Laycock suggests that there might be a much broader social cycle at work. Increased secularization, he says, did not necessarily give rise to disenchantment because populations seemed to turn to other superstitions and thought processes while seeking out less traditional methods to follow spiritual paths and find non-scientific or partially scientific answers to the inexplicable. A coming back around to enchantment, as it were. He also notes a rise in anti-science philosophies which are supported by those who rationalize the repudiation of the scientific method as a “courageous examples of free inquiry.” The pinnacle of this, he notes, is the political rise of Donald Trump, who has taken the Republican Party’s nomination for president despite nonsensical and antagonistic positions on various subjects concerning race, climate change, and social problems. This behavior is an eschewing of expert opinion in favor of unsubstantiated and fear-driven reasoning to attack logical and scientific standards.

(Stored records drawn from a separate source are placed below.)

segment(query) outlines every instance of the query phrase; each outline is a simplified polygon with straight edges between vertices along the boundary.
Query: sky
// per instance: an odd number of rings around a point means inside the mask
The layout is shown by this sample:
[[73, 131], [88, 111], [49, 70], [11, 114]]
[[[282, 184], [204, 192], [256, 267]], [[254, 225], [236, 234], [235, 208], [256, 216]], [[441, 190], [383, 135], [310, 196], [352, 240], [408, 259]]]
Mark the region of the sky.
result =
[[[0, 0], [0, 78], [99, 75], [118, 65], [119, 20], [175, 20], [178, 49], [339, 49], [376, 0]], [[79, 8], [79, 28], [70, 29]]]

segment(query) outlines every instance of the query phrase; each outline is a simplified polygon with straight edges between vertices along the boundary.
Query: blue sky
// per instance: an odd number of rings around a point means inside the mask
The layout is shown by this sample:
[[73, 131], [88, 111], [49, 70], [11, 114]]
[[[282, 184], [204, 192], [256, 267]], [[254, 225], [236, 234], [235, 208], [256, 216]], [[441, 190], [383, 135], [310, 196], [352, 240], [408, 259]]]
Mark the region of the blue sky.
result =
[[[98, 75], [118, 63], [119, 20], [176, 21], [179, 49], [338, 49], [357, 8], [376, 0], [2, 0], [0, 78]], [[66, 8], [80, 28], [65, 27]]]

Zoe Saldana apparently belongs to the new wave of the re-enchanted. But not all follow that particular path. There are any untold number of those who believe in aliens and UFOs, if only as a mathematical potentiality regardless of empirical evidence to the contrary. A recent study reported by Inquisitr suggests that not only are the odds against the Earth housing the universe’s sole or first intelligent life form is measured at ten billion trillion to one, it is also quite likely that there have been at least ten billion alien civilizations that have existed in the more than 14 billion-year life of the universe. Another study, also reported by the Inquisitr, offers up an idea, based partially on the famed alien civilization-calculating Drake Equation, that alien first contact will be made within the next 1,500 years. It is studies such as these, work based on theory and scientific extrapolation, that also foster belief in aliens, and in what are sometimes observed as UFOs, by some members of the general populace.

Zoe Saldana’s new movie, Star Trek Beyond, will be in theaters on July 22. She’ll also reprise her role in another science fiction sequel, The Guardians of the Galaxy 2, later this year when she portrays the green-skinned alien assassin, Gamora.